Recall: val bind : 'a t -> f:('a -> 'b t) -> 'b t
Node {cond, fa} -e> code
Bind {code, (a) -> if a then Node {if_true, fb} else Node {if_false, fb}} -e> result
Stablization is the key algorithm. It is divided into two passes over the computation graph starting at the leaf nodes. The leaf nodes are the inputs (..?) to the computation graph. You know which ones have changed, because of calls to the Variable.set method:
- Start at the leaf node (inputs?) of the graph and transitively mark all nodes as dirty. Additionally, each node keeps a counter of children that need to be recomputed before I (the node) can be recomputed.
- Again starting at the leaf node, re-compute all the nodes that you need. "Propagate until all dirty nodes are clean."
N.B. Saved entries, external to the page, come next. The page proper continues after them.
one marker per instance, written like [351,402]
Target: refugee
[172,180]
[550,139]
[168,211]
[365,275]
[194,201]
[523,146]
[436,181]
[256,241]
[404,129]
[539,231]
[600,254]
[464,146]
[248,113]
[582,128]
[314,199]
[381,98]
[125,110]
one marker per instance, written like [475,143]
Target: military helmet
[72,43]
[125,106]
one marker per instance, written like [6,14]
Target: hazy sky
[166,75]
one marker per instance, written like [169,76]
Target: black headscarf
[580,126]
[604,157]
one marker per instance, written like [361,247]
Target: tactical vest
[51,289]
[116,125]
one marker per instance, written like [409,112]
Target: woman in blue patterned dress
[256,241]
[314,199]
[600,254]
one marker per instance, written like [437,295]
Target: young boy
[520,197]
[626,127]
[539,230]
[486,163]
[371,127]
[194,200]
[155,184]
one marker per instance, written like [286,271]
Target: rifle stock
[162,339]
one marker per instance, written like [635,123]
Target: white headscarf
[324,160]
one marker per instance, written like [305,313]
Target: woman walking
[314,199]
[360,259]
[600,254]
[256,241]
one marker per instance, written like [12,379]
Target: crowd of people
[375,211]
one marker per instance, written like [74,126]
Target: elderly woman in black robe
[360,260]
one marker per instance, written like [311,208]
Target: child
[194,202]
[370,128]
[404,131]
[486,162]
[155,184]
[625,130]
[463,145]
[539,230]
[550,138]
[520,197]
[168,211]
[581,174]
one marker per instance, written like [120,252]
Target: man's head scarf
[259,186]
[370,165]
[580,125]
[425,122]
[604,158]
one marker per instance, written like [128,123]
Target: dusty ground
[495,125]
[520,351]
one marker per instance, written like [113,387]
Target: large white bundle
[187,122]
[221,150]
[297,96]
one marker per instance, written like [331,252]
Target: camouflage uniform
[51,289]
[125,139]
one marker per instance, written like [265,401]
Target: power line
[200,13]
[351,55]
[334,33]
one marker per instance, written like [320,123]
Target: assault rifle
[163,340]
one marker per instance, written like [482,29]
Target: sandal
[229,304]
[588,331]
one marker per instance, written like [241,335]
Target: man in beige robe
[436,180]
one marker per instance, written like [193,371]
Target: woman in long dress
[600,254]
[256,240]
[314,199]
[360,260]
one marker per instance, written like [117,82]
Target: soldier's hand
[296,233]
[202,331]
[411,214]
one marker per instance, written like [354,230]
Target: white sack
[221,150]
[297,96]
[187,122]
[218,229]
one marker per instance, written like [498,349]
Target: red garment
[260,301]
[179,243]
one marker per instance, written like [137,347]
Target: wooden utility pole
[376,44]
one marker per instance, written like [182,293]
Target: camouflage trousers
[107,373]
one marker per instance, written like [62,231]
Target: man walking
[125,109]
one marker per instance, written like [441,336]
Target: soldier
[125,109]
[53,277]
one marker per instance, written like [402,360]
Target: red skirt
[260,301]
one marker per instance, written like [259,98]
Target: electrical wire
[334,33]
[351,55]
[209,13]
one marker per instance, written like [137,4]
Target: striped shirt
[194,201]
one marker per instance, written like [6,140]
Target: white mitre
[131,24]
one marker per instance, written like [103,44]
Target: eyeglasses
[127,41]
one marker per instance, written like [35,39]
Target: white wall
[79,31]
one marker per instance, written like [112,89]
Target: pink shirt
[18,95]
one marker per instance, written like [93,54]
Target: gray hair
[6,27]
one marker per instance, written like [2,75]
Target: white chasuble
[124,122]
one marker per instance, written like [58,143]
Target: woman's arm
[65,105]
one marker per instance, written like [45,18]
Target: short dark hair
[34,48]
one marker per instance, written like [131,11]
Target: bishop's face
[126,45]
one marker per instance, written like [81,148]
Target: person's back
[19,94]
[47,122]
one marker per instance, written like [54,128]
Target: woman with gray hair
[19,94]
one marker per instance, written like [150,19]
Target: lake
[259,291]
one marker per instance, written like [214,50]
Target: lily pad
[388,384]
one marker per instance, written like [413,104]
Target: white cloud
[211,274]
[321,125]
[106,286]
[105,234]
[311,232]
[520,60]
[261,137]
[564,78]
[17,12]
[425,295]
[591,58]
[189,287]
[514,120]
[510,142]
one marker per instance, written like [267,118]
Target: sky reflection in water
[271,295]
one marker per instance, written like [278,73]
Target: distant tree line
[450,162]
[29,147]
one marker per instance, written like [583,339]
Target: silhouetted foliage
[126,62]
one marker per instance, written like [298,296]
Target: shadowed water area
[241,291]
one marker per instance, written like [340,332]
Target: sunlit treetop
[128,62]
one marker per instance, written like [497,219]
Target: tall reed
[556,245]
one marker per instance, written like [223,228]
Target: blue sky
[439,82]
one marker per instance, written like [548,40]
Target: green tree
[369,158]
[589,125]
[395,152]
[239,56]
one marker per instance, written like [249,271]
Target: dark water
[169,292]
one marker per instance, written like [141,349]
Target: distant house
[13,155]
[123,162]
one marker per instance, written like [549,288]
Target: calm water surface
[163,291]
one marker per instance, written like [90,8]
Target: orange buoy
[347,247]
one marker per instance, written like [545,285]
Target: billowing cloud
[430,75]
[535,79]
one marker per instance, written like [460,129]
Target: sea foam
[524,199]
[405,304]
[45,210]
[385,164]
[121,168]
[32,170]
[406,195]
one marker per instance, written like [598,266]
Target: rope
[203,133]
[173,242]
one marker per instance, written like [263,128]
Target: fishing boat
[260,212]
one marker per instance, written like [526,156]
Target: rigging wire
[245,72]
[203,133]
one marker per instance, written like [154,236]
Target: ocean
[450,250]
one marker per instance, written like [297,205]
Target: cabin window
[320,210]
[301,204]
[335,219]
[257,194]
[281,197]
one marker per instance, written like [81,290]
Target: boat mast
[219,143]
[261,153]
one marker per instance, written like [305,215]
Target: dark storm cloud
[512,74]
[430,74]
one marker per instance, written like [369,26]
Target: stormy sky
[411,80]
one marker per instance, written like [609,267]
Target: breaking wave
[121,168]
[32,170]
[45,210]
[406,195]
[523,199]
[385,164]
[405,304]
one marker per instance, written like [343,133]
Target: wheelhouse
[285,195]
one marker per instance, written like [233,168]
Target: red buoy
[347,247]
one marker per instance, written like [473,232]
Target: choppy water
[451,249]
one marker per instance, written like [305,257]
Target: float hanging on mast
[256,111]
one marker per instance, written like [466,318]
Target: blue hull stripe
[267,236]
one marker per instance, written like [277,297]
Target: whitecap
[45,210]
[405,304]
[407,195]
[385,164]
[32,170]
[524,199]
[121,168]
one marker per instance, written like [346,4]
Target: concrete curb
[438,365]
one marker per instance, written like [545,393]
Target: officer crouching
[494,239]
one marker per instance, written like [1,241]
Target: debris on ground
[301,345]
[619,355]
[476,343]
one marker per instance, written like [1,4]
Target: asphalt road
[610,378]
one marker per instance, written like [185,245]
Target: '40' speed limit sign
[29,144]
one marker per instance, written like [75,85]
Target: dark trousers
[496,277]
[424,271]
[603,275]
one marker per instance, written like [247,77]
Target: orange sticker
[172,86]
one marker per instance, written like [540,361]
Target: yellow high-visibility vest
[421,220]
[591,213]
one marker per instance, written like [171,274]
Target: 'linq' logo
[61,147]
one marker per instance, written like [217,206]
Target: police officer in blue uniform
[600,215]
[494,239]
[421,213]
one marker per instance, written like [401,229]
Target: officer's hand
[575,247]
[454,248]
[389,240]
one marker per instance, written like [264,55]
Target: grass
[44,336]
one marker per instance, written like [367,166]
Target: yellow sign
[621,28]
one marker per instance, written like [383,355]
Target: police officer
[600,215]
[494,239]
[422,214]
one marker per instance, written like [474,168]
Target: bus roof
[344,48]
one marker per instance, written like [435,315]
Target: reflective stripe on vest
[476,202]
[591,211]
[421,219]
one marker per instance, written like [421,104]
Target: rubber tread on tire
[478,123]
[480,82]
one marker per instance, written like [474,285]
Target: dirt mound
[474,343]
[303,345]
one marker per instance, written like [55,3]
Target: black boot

- Since calls to bind will change the computation graph, some nodes of that graph will be no longer needed. If they are not cleaned up, you will quickly run into memory problems, because you will have all these dead nodes lying around that aren't needed anymore.
- They solved this with ref-counting to track if no one is looking for a node anymore, it can be released.
- Broken
The data underlying incrementals are heterogeneous within a computation graph, so the data structure has to be a collection of heterogeneous types. In OCaml, this means using closures (Readers?) as the element of the computation graph collection. Closures are allocation-heavy which seriously hit performance.
They switched to algebraic data types (enums in Rust) and got 2-3x performance.
- Explicit memory management
- "Collapsing of nodes" "to avoid node overhead" "might need to know the contents of a closure" (??)